Should the wealthy accept benefits? - Spear's Magazine

Should the wealthy accept benefits?

At the Liberal Democrat conference today, Nick Clegg has tackled a political issue largely unspeakable because of the risk of turning off those who vote most: ending universal benefits for the elderly. But what he should really be considering is ending benefits for the wealthy full stop, says Daniel Farr

At the Liberal Democrat conference today, Nick Clegg has tackled a political issue largely unspeakable because of the risk of turning off those who vote most: ending universal benefits for the elderly. But what he should really be considering is ending benefits for the wealthy full stop, says Daniel Farr
 
 
ACCORDING TO THE Daily Telegraph’s liveblog, ‘Clegg says that there will be no change to universal benefits for elderly in current parliament, but in future it will be impossible to defend people like Lord Sugar receiving the winter fuel allowance.’ And Work and Pensions secretary Iain Duncan Smith is also known to want to restrict these benefits to those who need them.

Currently, the wealthy can obtain any benefit that isn’t means-tested: the winter fuel allowance (£200 if you’re over 60, £300 over 80), a free bus pass, free eye tests and prescriptions, free TV licence. Some moves have been made to restrict previously universal benefits: after entirely removing child benefit from households with higher-rate taxpayers, George Osborne agreed that it could phased out in stages.

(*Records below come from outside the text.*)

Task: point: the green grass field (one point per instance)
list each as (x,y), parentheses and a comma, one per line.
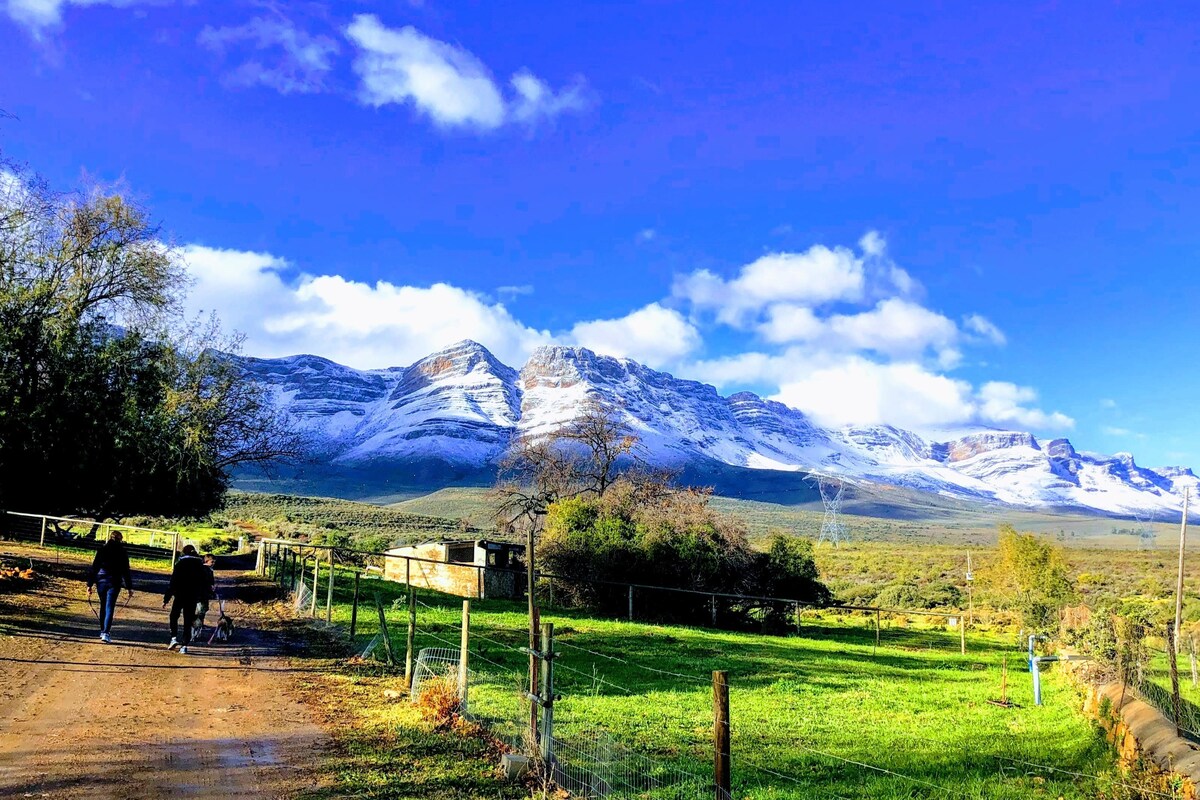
(817,715)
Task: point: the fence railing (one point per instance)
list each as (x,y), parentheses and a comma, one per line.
(925,629)
(72,531)
(577,753)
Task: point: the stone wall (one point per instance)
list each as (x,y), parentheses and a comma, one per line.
(1146,743)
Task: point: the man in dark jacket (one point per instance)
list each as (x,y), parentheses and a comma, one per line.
(109,570)
(190,583)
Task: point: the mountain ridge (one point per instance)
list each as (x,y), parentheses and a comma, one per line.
(462,407)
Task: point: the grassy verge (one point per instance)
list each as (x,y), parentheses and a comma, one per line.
(825,714)
(384,749)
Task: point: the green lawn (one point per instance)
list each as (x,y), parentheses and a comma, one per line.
(817,715)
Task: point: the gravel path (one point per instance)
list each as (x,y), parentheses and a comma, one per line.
(82,719)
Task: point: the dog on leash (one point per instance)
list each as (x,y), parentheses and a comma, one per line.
(223,629)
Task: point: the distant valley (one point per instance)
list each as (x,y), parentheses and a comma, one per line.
(445,420)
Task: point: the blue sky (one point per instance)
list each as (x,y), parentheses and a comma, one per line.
(930,215)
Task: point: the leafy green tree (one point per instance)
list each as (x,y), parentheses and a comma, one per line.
(676,540)
(108,405)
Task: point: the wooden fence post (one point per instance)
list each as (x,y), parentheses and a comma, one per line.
(1192,659)
(316,578)
(1175,674)
(383,632)
(329,591)
(354,608)
(412,637)
(547,692)
(721,774)
(463,649)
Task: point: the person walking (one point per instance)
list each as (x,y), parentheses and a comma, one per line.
(109,570)
(190,583)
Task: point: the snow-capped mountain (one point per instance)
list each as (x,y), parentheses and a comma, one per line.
(462,407)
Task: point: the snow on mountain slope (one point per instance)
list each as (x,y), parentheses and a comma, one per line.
(463,407)
(459,404)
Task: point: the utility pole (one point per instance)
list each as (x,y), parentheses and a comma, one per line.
(1179,584)
(721,771)
(534,632)
(970,594)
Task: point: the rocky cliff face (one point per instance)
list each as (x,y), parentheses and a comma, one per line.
(462,407)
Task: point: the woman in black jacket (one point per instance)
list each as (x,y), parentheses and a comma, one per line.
(190,584)
(109,570)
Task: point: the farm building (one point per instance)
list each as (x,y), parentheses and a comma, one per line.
(468,569)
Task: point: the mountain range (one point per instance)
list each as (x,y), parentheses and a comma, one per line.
(451,415)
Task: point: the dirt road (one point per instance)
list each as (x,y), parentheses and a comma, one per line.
(82,719)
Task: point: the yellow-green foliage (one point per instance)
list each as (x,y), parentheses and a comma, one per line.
(1031,576)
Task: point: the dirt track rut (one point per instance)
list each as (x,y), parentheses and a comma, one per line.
(130,720)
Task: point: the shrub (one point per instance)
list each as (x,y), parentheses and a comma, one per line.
(438,701)
(672,540)
(1032,577)
(910,594)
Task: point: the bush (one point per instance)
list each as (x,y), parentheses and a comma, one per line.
(438,701)
(910,594)
(220,545)
(673,540)
(1031,576)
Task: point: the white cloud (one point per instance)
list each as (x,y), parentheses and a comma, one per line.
(895,328)
(514,292)
(873,244)
(299,65)
(815,277)
(858,391)
(448,83)
(654,336)
(850,368)
(791,323)
(535,101)
(839,389)
(985,328)
(1005,403)
(358,324)
(41,16)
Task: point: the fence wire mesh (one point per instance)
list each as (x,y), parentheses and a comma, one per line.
(635,726)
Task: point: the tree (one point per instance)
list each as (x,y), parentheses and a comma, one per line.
(107,407)
(1031,576)
(676,540)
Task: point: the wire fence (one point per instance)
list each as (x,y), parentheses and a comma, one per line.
(87,534)
(906,629)
(630,725)
(1179,698)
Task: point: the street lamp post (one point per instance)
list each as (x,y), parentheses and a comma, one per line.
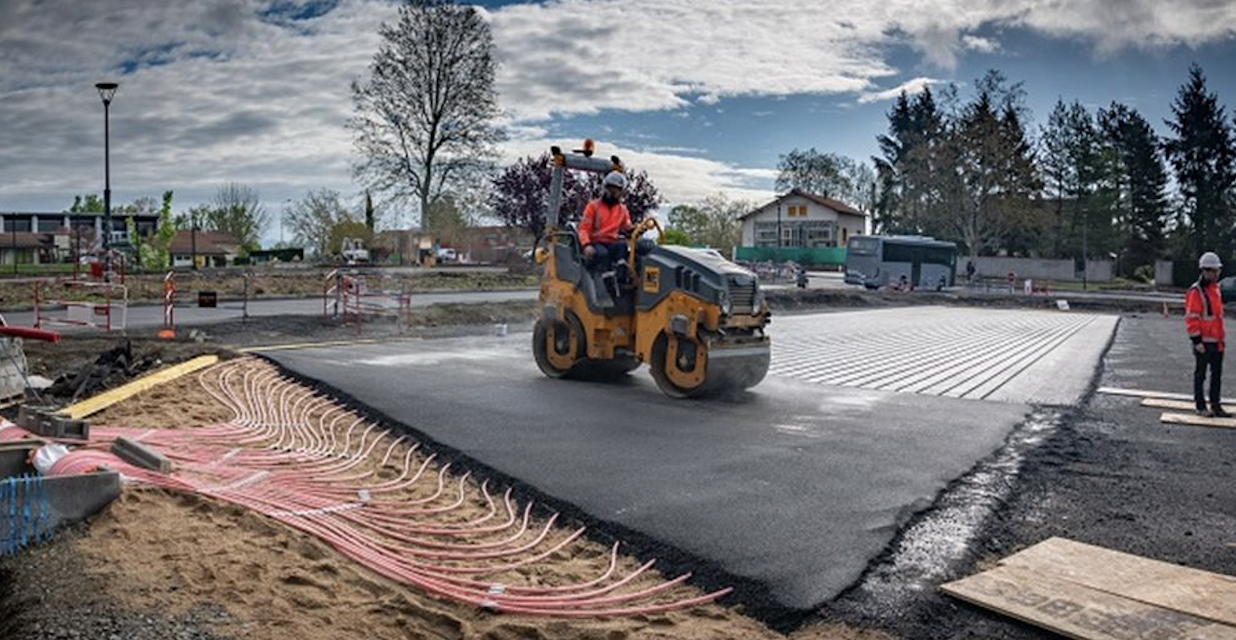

How do HNWs feel about this? Peter Stringfellow and Joan Bakewell, an unlikely pairing, have both accepted that the best-off do not need it, and Stringfellow has tried to repay it. The unnecessary cost to the taxpayer is not totally clear, but with the full cost of the fuel payment totalling £2.1 billion, estimates are that several tens of millions are going to waste rather than helping those pensioners in actual fuel poverty. 25,000 people actually died from lack of heat in 2011.

Plenty of HNWs are keen on benefits, however. One opened up to Spear’s about the true level of benefit greed among some high-earners. Though she knows some who may refuse benefits on principle (they don’t need them), there are many with ‘equally deep pockets’ who accept them on a different principle (they’ve paid for them).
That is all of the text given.